Rendez-vous au paradis
Avec Roland Petit, on ne regarde pas seulement les artistes danser sur une partition musicale, ce qui serait déjà pas mal lorsqu’on côtoie ceux du corps de ballet de l’Opéra de Paris. On pénètre simplement dans un monde total où les décors, les costumes, les lumières, le livret et la musique se répondent pour raconter des histoires. Quelles sont-elles ? Un jeune garçon de vingt ans qui tombe dans un spleen romantique et noir, avant de croiser la plus belle fille du monde pour le ramener à la vie, un autre qui broie du noir dans sa chambre de bonne perchée sous les toits et que la mort, éclatante dans sa robe de soleil, prend par la main, puis une Carmen brûlante de désir qui n’en fait qu’à sa tête, change de fiancé, roule des mécaniques sexuelles, pour le malheur du toréador qui se meurt d’amour et finit par l’occire. Ultra simples, ces petits scénarios, écrits par Jacques Prévert, Jean Cocteau ou Mérimée, ne racontent rien d’autre que la vie qui unit, sépare, fait souffrir les être qui s’aiment.
Paris by night
Et voici une rue de Paris, décorée par le photographe Brassaï, dont le rideau de scène est dessiné par Pablo Picasso. Joseph Kosma, magnifique compositeur des films de Marcel Carné et de Jean Renoir, nous emballe déjà au son de l’accordéon. Devant l’Hôtel de la Belle Etoile, Mathieu Ganio, allure de prince romantique, sombre et solaire, désespéré et désabusé, est affublé d’un bossu bout en train, Hugo Vigliotti a la crinière rouquine et au corps élastique. Autour d’eux, des jeunes gens glissent sur le bitume à la manière des comédies musicales américaines, fardées d’une nostalgie poétique à la française. Les violons vibrent, la harpe égrène ses notes comme des larmes, mais le jeune homme ne mourra pas. Alice Renavand, apparition mystique en bas de soie noire, coupe carré à la Louise Brooks, douce et cruelle à la fois, le pique au coeur et l’emporte dans un duo sensuel et piquant, hérissé de ballet classique et de gestuelle expressionniste des années 1920. Touché, le héros succombe à la dame de coeur.
Plus rien à perdre
La chambre est petite avec un grand rideau rouge, une table et une chaise, qui toutes deux valseront plus tard. Dans le second opus, Le jeune homme et la mort, Hugo Marchand, grand corps athlétique et visage fiévreux, est habité par la souffrance. Son regard cherche désèspérement une issue à son mal être, à sa misère.
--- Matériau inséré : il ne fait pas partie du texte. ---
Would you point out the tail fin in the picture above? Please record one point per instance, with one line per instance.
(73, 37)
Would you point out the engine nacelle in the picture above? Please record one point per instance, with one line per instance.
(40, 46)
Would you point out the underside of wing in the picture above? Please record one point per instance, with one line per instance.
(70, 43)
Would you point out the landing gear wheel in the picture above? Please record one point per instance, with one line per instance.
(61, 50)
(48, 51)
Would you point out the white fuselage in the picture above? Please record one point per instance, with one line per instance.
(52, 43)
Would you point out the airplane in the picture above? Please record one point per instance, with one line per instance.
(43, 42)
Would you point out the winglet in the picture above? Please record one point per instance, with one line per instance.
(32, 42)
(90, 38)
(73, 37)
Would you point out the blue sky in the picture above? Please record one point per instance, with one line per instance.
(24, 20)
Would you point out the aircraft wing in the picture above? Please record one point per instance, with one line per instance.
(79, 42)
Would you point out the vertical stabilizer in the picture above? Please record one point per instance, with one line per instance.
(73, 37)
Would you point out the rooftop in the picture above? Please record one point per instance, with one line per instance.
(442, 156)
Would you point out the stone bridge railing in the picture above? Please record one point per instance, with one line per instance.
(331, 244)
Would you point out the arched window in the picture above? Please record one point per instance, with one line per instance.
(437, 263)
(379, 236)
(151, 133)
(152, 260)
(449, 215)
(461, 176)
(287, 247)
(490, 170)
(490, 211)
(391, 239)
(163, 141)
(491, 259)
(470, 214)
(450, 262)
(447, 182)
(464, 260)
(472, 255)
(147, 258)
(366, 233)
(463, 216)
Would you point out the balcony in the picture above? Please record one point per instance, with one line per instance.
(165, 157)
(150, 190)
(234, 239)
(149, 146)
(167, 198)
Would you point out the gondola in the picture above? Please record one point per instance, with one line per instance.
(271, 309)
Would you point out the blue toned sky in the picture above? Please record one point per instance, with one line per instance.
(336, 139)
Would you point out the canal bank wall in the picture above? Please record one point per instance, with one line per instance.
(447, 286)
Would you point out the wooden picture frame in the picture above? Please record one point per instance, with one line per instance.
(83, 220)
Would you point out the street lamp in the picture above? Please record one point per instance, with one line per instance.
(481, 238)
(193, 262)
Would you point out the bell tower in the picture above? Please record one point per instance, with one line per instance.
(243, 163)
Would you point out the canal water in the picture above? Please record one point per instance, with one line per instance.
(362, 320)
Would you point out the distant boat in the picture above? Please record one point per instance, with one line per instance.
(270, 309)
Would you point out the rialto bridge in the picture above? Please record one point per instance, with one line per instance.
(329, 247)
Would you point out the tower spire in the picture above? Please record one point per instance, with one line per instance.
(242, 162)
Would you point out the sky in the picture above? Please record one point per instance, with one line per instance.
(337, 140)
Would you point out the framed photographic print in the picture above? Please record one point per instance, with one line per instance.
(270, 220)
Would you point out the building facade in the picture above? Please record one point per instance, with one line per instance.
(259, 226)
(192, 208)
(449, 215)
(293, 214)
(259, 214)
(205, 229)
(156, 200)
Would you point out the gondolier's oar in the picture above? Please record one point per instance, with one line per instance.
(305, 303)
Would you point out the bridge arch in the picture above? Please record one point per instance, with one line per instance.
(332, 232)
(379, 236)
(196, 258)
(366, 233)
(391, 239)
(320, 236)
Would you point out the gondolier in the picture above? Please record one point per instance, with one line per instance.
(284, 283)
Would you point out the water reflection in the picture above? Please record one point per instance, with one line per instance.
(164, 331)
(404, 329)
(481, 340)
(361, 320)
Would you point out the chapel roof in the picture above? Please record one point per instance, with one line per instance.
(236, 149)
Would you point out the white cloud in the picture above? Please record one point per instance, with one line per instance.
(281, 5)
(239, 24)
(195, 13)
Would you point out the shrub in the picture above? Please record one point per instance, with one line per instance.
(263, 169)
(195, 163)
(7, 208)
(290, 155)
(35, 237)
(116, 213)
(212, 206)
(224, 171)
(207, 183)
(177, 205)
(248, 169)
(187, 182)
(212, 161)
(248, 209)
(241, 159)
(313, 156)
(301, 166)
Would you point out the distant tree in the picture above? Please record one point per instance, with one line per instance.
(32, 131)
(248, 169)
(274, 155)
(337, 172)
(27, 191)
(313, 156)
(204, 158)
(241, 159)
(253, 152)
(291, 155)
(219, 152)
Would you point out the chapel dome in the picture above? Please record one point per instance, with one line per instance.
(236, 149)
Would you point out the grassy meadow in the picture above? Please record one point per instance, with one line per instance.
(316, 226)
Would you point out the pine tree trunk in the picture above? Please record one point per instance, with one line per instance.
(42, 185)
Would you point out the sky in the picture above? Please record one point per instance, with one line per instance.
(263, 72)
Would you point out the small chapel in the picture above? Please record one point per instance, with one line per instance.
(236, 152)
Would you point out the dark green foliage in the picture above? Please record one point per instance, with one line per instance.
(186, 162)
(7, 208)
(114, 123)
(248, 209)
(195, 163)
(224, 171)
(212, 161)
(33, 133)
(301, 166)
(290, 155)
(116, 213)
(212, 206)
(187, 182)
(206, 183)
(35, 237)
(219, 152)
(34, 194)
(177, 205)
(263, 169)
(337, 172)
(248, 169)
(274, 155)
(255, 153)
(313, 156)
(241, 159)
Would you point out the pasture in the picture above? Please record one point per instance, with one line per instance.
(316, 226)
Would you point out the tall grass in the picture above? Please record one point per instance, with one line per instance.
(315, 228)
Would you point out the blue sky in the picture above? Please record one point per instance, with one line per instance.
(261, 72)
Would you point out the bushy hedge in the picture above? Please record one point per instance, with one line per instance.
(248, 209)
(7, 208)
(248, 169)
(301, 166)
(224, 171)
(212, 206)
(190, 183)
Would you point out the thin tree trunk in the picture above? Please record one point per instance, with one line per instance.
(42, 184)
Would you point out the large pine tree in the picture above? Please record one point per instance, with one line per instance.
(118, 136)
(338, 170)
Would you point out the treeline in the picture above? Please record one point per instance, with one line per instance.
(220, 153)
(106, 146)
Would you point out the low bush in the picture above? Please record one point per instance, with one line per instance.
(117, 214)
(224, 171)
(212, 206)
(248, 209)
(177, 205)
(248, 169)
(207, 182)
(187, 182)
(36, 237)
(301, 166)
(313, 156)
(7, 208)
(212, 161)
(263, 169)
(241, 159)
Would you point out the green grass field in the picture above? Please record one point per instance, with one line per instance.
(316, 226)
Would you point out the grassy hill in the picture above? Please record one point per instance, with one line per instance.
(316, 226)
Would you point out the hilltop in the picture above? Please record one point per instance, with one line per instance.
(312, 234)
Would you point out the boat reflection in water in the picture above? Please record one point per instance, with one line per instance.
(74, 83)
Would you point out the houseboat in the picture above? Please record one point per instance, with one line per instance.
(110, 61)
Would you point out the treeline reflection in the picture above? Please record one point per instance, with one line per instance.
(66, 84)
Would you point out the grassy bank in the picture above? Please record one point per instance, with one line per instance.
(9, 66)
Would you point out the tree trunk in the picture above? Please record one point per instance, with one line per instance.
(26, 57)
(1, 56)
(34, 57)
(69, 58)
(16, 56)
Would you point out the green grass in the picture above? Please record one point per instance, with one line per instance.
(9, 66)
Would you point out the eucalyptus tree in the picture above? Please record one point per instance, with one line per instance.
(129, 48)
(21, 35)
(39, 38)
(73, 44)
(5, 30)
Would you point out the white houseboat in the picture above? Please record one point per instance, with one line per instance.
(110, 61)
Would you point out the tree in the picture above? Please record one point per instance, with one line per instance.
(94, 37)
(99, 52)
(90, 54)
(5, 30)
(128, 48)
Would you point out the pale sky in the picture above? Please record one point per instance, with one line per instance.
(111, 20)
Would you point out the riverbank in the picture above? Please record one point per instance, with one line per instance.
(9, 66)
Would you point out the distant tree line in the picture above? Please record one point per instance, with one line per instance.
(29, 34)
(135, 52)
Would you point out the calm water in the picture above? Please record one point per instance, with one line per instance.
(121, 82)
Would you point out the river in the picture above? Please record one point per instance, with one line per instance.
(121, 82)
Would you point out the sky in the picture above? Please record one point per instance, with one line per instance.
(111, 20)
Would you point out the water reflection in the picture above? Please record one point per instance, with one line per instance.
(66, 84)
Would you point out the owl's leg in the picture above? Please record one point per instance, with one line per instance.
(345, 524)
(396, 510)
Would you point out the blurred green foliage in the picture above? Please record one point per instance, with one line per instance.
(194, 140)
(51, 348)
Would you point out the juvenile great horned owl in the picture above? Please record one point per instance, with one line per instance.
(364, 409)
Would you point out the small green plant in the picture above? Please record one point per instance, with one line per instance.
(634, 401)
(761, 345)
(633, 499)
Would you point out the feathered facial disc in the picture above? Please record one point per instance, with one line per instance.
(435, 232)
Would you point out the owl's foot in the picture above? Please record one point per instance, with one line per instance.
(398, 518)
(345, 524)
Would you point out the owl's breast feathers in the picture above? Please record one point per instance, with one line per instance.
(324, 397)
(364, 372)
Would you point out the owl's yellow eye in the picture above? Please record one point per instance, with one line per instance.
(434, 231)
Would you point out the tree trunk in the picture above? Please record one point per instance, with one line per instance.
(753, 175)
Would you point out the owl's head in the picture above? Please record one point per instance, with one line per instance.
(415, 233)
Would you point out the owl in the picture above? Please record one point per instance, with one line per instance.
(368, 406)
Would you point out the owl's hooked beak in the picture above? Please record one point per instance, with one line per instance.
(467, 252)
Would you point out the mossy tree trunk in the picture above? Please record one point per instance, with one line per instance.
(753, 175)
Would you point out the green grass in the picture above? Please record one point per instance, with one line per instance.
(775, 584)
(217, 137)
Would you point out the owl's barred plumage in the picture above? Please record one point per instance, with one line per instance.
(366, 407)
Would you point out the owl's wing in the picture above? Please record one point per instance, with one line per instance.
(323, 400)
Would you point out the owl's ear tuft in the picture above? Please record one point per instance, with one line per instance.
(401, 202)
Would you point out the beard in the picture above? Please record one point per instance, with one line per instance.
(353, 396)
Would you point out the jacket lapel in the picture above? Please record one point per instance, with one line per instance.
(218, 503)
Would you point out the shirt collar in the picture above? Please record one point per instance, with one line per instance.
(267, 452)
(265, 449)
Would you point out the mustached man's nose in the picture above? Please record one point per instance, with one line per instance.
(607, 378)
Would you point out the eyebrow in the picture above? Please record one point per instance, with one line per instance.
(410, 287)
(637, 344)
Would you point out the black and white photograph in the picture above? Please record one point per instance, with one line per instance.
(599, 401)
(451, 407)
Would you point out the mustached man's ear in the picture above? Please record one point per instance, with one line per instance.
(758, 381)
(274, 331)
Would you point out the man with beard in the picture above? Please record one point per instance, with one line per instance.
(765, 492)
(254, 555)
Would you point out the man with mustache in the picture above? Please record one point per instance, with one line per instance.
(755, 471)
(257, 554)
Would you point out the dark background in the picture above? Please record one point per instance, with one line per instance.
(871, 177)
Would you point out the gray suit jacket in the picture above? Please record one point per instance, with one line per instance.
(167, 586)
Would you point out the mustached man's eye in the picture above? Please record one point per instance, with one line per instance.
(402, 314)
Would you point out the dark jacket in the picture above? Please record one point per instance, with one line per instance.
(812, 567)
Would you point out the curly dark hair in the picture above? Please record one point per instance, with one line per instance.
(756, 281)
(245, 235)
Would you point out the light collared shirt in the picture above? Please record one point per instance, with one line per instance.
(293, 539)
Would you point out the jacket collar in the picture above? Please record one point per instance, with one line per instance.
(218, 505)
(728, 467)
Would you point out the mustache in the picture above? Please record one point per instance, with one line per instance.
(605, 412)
Une salopette de toile de jean l’habille à moitié, découvrant épaule et torse. Est-ce du théâtre ou du cinéma muet ? En tous cas le danseur incarne ici l’âme entière de son personnage auquel il prête une fureur de panthère en cage, dont le regard est perdu. La mort, elle, éclatante en robe couleur soleil, vient le narguer, le provoquer, l’entraîner vers cette fatale issue. Laura Hecquet est l’assaillante maléfique et féline de cette scène de corrida. Jean-Sébastien Bach déploie le rythme entêtant d’une Pasacaille ennivrante, fort bien interprétée par l’Orchestre Pasdeloup dirigé par Pierre Dumoussaud. Sauvage, violent, animal, c’est un pur moment d’extase chorégraphique magnifié par les danseurs.
Carmen for ever
A l’époque de cette création, les puristes avaient crié au scandale. Bizet et Mérimée étaient compressés en 45 minutes de danse enlevée, colorée et même très drôle, alors que la teinte espagnole, sanglante et pathétique, régnaient sur le livret. Bien plus tard, la metteur en scène anglais Peter Brook créa sa propre Carmen, en la réduisant également à l’essentiel. Dans des décors efficaces et légers d’Antoni Clavé, Amandine Albisson déboule comme un feu d’artifice, coupe de garçonne façon Zizi Jeanmmaire, le buste moulé dans un corset d’acier, toute en jambes interminables et fuselées. Ça claque, ça remue et se met en transe, les garçons n’ont qu’à bien se tenir. Une bande d’ouvriers et d’ouvrières, mi brigands, mi filles de joie, s’en donnent à coeur joie dans la rigolade, pieds en dedans ou en dehors, rythmes heurtés comme une danse africaine. Arrive un beau militaire séduit par la Gitane, Don José, campé par Stéphane Bullion que la belle rendra littéralement fou. Et c’est cette folie, ces coups de feu et de théâtre, ces scènes de bagarre expressément érotiques que dessine le court ballet que nous voyons aujourd’hui. Sans fioritures, c’est une chorégraphie acérée comme une lame, et qui s’autorise aussi toutes les libertés du théâtre et de la pantomime, en restant d’une exigence physique absolue. Un total bonheur.